Kenigsberg labels doctors who do the procedure "entrepreneurs. . . . And
that's basically a pejorative term," he says. "I can do [the procedure]
for gender selection. There's nothing stopping me, and I would probably
double my income. If the field doesn't restrain itself, there's going to
be some really ugly stuff down the line. At some point, the technology can
get ahead of society. Then, at some point, you are risking a backlash."
Some critics worry that the procedure or Microsort may be shown to have
side effects.
The oldest child born after the preimplantation procedure is 14; so far,
the children studied have shown no ill effects, says Dr. Mark Hughes at
Genesis Genetics Institute in Michigan. No central registry tracks how
many such babies there are, says Hughes, who would like to see a
full-fledged U.S. study.
Even so, it would take a generation to get results, says Dr. Richard Scott
of Reproductive Medicine Associates in Morristown, N.J.

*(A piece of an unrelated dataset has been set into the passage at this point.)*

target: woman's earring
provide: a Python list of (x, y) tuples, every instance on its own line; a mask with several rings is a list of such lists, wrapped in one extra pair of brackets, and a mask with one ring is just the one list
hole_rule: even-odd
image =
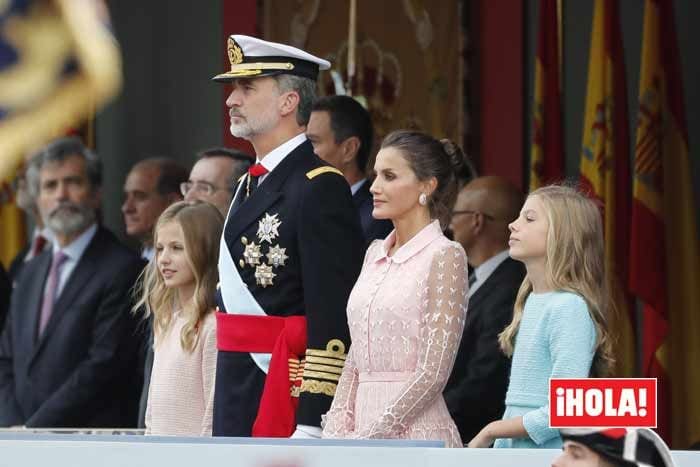
[(421, 206), (425, 206), (426, 204), (428, 204), (428, 195), (426, 195), (425, 193), (421, 193), (418, 197), (418, 202)]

"Like all things in medicine, people who do it first assume a certain
amount of risk," he says.
Marcy Darnovsky is the associate director of the Center for Genetics and
Society, a nonprofit research and public-affairs organization in Oakland,
Calif. She says gender selection could lead to a "slippery slope" of
customizing offspring in more ways than just their gender.

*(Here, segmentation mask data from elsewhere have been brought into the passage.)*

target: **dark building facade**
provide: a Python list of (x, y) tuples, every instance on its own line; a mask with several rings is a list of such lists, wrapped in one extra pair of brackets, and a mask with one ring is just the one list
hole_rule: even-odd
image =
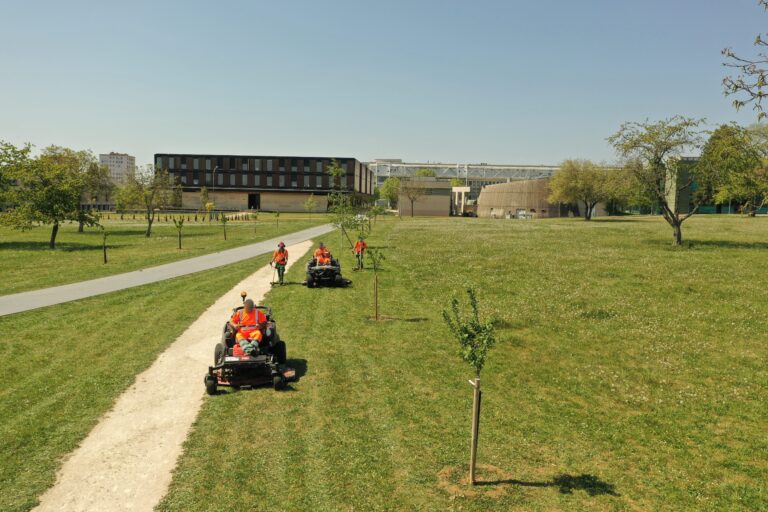
[(155, 167), (167, 169), (182, 188), (182, 207), (200, 207), (200, 189), (208, 189), (217, 208), (299, 212), (313, 195), (314, 211), (327, 209), (336, 188), (328, 167), (336, 160), (346, 175), (342, 187), (371, 197), (375, 176), (355, 158), (156, 153)]

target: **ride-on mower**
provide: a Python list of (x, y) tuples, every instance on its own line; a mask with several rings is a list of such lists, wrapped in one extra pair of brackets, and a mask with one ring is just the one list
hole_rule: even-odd
[(331, 259), (330, 265), (318, 265), (317, 259), (312, 258), (307, 262), (307, 280), (304, 284), (307, 288), (321, 285), (348, 286), (352, 281), (341, 276), (341, 264), (336, 258)]
[[(240, 296), (245, 302), (246, 292)], [(263, 313), (266, 322), (260, 325), (263, 333), (258, 350), (245, 354), (235, 340), (235, 332), (229, 322), (224, 324), (221, 341), (216, 344), (213, 353), (213, 366), (208, 367), (205, 375), (205, 391), (215, 395), (219, 386), (233, 389), (254, 388), (272, 384), (275, 390), (285, 387), (286, 382), (296, 379), (296, 370), (286, 366), (285, 342), (277, 334), (277, 325), (272, 318), (272, 310), (267, 306), (254, 306)], [(243, 309), (238, 306), (232, 313)]]

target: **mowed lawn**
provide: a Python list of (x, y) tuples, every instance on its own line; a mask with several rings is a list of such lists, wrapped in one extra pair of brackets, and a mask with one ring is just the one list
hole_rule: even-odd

Research has shown that taller people command more power and money, she
says. It also shows that, in our culture, if most people could choose,
they would have a son first, then a daughter, she says. "Experts fear we'd
be creating a nation of little sisters," Darnovsky says.
And because birth-order studies show first children are more successful,
could we be heading toward a nation of tall, powerful men and more docile
women? she asks. "This stuff is always full of unintended consequences."
Beth Whitehouse is a reporter for Newsday, a Tribune Publishing newspaper.